Histologically, ganglioneuroma consists of ganglion cells and mature Schwann cells arranged in interlacing fascicles mixed with mature ganglion cells (3).

The treatment of choice is surgical resection (3). Our patient underwent biopsy of the tumor only due to the inoperable location of the tumor. Follow up abdomen CT and PET-CT scans revealed no evidence of progression of the tumor.

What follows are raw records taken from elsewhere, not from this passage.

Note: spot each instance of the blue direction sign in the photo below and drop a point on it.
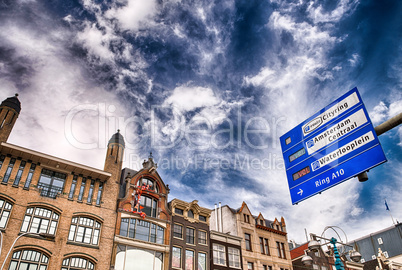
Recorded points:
(334, 145)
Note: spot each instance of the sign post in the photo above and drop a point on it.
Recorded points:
(334, 145)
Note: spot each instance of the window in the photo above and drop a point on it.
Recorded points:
(51, 183)
(2, 157)
(84, 230)
(380, 242)
(190, 235)
(5, 209)
(278, 248)
(99, 196)
(40, 220)
(28, 259)
(262, 245)
(283, 251)
(30, 174)
(219, 254)
(73, 186)
(234, 257)
(202, 237)
(246, 218)
(189, 260)
(178, 211)
(19, 173)
(266, 244)
(91, 191)
(142, 230)
(151, 183)
(77, 263)
(149, 205)
(82, 188)
(190, 214)
(247, 237)
(176, 257)
(178, 231)
(8, 171)
(127, 258)
(202, 261)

Adjuvant systemic chemotherapy and local radiotherapy have limited roles due to their benign biological nature (3). The long term prognosis is excellent regardless of tumor location as long as total tumor excision is performed (3). However, local recurrence has been reported after surgical resection, so regular radiologic follow up with neurologic examination and radiologic evaluation is necessary even after complete excision (3, 4).

In conclusion, the present extremely rare case of ganglioneuroma of the lumbar nerve root illustrates occurrence. This case well illustrates that ganglioneuroma should be included in the differential diagnoses for patients with dumbbell shaped lumbar nerve root tumors.